The Army medical teams on board worked to get their patients to the hospital, whether performing surgery, treating diseases like malaria, cholera, dengue fever, and dysentery, or stabilizing injuries. Flash burns, extensive chest wounds, mutilated limbs, and massive hemorrhages were often seen as a result of bomb blasts and mortar fire.
Comfort set sail from San Pedro in June 1944, heading to Brisbane, Australia, then proceeded to Hollandia, New Guinea, where a major Army hospital center was established to treat casualties from the battles in the Philippines. She filled up twice with patients and transported them to San Pedro in November and December 1944.

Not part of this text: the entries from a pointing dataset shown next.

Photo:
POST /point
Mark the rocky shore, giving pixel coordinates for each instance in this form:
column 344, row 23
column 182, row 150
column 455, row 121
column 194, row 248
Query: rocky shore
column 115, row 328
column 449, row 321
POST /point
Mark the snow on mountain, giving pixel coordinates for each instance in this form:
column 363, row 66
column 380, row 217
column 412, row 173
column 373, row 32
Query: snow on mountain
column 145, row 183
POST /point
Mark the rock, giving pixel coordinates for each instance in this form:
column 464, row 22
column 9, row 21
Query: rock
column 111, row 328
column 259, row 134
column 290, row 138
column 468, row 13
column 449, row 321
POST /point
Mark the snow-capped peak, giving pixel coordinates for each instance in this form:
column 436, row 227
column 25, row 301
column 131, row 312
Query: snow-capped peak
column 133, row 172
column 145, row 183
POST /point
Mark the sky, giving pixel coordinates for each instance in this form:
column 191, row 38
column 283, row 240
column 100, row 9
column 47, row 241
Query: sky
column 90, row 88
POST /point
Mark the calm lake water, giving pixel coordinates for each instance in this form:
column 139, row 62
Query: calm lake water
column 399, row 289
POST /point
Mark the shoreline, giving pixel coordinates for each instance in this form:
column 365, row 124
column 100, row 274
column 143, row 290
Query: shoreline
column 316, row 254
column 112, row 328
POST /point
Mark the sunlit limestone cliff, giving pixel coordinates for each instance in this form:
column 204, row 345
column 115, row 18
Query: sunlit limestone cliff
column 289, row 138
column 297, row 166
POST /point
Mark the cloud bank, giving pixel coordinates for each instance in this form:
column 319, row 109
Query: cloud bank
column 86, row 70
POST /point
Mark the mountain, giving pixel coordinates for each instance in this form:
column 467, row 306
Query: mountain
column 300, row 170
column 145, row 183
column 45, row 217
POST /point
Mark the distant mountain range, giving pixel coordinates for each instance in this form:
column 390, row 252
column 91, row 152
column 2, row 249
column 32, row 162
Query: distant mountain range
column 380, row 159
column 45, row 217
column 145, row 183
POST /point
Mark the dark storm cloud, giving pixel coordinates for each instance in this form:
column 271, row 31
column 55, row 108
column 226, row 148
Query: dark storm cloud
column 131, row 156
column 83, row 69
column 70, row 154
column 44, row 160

She returned to the Philippines in February 1945, took on more wounded, and then transported them to Hollandia. Comfort went back to the Philippines in March to pick up more troops, then headed to Okinawa, where the invasion had just begun on April 1, 1945, named “Operation Iceberg.”
The Comfort and USS Relief (AH-1) arrived on April 2. The USS Hope (AH-7) arrived in Okinawa on April 9, and the USS Mercy (AH-6) arrived in mid-April. They both sailed back and forth to deliver patients to Saipan.
General Douglas MacArthur, USA, was in command, supported by Admiral Chester Nimitz, USN. Forces from the UK, Australia, New Zealand, and Canada took part.